Unless we live under a rock, we all have to navigate relationships.
Work relationships.
Friendships.
Business relationships.
Family dynamics.
Neighbours.
Partnerships.
The more we put ourselves out into the world — whether building a business, leading a team, volunteering, parenting, or simply being part of a community — the more opportunities there are for connection.
But with connection also comes disappointment.
Miscommunication happens.
Assumptions get made.
People interpret situations differently.
Sometimes people project their own frustrations onto us.

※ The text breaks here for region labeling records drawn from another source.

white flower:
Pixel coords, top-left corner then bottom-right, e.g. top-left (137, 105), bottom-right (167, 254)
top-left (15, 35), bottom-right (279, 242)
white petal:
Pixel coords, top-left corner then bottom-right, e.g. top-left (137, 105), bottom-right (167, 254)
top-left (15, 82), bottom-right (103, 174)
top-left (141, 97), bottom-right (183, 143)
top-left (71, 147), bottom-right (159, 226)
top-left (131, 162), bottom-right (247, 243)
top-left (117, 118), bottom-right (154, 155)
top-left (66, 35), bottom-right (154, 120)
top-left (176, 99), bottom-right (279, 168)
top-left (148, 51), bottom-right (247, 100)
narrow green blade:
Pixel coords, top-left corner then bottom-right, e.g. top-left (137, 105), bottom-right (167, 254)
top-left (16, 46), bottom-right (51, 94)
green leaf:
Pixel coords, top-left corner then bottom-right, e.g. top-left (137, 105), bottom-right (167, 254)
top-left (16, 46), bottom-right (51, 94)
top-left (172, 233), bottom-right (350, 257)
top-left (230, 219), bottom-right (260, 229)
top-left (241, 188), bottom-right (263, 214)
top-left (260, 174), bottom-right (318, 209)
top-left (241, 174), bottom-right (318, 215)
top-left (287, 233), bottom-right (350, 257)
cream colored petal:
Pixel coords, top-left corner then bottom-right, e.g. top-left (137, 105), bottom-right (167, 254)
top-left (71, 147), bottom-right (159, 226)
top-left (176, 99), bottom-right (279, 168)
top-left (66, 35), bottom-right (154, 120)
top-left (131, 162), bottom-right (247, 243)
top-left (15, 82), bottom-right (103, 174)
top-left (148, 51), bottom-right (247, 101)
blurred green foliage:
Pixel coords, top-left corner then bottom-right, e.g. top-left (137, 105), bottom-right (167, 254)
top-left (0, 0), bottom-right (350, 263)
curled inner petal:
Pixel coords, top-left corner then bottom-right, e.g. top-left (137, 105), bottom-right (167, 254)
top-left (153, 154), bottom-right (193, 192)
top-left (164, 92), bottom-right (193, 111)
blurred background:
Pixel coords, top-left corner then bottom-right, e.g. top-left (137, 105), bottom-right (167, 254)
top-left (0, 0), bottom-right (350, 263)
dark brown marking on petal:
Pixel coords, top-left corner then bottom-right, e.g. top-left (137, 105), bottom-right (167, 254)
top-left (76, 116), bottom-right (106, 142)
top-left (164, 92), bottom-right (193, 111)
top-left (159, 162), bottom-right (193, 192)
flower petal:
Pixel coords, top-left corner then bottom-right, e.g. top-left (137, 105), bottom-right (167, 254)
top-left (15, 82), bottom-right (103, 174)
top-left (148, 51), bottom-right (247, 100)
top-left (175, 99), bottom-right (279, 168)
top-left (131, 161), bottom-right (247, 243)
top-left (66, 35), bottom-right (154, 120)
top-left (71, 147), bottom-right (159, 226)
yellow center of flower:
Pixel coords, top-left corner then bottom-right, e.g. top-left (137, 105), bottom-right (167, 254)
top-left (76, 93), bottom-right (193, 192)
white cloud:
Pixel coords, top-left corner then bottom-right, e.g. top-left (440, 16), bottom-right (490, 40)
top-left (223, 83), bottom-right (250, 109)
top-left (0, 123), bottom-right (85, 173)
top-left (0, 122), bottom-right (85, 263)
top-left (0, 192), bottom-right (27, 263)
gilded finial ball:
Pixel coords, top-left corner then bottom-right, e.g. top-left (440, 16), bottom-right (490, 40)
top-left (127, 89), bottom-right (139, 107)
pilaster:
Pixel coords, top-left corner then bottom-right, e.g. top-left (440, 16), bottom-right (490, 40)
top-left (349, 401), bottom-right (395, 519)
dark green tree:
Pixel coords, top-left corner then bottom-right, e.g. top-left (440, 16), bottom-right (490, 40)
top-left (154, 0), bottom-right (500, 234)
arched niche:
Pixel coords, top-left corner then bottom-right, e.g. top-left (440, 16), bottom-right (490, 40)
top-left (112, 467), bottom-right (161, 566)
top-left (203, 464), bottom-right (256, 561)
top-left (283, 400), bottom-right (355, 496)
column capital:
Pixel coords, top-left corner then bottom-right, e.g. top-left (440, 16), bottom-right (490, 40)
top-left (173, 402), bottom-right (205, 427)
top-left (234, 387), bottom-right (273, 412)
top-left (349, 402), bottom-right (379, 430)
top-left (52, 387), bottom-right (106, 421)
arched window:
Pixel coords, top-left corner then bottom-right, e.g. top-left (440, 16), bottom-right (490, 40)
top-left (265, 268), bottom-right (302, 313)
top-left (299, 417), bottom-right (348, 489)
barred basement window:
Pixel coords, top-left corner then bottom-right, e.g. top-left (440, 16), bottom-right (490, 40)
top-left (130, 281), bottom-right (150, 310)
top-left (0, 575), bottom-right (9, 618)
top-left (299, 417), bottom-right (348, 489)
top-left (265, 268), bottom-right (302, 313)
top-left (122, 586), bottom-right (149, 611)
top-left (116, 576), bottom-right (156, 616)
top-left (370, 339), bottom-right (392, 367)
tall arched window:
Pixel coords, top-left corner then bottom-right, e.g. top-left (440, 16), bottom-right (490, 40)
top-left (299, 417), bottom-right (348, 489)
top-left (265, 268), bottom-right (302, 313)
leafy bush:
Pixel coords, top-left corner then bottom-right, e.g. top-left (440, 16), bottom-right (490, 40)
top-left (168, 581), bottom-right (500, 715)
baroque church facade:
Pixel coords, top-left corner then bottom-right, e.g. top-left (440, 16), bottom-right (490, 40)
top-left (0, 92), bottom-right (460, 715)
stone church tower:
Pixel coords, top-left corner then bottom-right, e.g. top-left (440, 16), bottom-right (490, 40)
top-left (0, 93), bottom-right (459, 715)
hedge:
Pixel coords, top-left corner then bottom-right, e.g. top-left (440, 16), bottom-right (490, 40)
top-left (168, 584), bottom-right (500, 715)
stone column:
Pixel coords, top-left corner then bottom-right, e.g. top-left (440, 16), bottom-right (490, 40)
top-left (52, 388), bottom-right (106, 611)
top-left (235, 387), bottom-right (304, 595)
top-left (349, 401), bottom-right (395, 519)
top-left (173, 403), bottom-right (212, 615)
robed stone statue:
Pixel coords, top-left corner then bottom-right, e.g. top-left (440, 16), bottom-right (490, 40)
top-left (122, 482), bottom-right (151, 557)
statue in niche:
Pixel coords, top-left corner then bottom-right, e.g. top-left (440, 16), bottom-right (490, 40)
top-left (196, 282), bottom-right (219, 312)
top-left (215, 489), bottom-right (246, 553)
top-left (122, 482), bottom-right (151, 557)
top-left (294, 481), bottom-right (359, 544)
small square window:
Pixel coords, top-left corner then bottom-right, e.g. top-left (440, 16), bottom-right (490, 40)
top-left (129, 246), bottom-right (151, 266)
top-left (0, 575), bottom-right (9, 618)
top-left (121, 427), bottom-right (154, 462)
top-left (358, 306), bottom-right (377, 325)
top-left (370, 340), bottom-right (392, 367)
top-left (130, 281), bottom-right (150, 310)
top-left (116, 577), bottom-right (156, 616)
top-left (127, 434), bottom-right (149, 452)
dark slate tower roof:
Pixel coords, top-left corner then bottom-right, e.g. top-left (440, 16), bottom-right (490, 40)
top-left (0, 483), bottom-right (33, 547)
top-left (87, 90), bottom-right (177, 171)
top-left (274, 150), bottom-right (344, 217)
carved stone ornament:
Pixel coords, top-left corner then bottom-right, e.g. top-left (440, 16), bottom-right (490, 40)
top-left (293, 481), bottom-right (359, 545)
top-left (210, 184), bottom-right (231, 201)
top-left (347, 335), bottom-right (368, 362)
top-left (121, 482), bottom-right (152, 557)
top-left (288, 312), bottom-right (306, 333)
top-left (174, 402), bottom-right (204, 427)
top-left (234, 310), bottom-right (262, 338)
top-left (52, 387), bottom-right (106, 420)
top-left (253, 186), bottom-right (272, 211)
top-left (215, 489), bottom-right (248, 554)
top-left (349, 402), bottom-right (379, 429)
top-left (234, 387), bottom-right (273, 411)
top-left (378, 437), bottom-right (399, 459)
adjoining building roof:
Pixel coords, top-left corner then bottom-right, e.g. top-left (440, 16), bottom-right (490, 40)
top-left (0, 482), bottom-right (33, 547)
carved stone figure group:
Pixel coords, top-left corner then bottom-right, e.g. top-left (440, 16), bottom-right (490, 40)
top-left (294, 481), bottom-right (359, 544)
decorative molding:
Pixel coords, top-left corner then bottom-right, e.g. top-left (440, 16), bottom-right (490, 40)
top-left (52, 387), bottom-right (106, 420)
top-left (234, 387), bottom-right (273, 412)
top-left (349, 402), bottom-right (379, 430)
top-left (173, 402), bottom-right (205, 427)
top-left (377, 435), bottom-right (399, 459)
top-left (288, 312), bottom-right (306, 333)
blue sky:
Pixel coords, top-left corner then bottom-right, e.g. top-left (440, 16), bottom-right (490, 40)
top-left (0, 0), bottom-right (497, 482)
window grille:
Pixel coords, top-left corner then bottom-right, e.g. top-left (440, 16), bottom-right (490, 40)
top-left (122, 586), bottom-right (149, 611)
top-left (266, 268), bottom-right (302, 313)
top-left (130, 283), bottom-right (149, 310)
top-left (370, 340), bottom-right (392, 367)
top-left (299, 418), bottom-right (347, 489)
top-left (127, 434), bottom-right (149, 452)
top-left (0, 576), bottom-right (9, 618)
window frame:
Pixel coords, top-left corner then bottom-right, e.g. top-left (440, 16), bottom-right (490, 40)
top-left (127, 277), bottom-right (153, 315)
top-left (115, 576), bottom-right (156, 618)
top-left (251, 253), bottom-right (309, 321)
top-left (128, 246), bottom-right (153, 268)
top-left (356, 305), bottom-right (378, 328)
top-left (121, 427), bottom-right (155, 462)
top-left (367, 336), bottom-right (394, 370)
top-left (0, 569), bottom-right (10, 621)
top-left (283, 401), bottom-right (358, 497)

And sometimes we find ourselves in situations we never asked to be part of, quietly wondering:
Can’t we all just get along?
Recently, a good friend shared that she is navigating a difficult situation in her neighbourhood and joked that she feels like crawling under a rock and living a life of solitude.
And lately, I’ve been navigating a few things myself.
A few moments of disappointment.
A few situations that reminded me not everyone we believe is in our corner always belongs there.
It happens.
And while our first instinct may be to withdraw, isolate, or shut people out entirely—that’s rarely the answer.
Especially in dentistry.
We work in close quarters.
Small teams.
High-pressure environments.
Strong personalities.
Different communication styles.
Relationships matter deeply in our profession.
A healthy culture can make you love where you work.
An unhealthy one can make even your dream job feel exhausting.
Over the years, I’ve learned a few things:
Not every misunderstanding requires a reaction.
Not every relationship is meant to last forever.
Boundaries are healthy.
And someone else’s behaviour is often more about what they’re carrying than it is about you.
Most importantly?
Don’t let a few difficult experiences make you retreat from relationships altogether.
There are still incredible people out there.
People who will champion you, support you, celebrate you, and communicate clearly when challenges arise.
Protect your peace—but don’t build walls so high that the right people can’t reach you.
Keep showing up.
Keep learning.
Keep leading with kindness.
And when relationships feel hard, remember:
You can be both compassionate and discerning.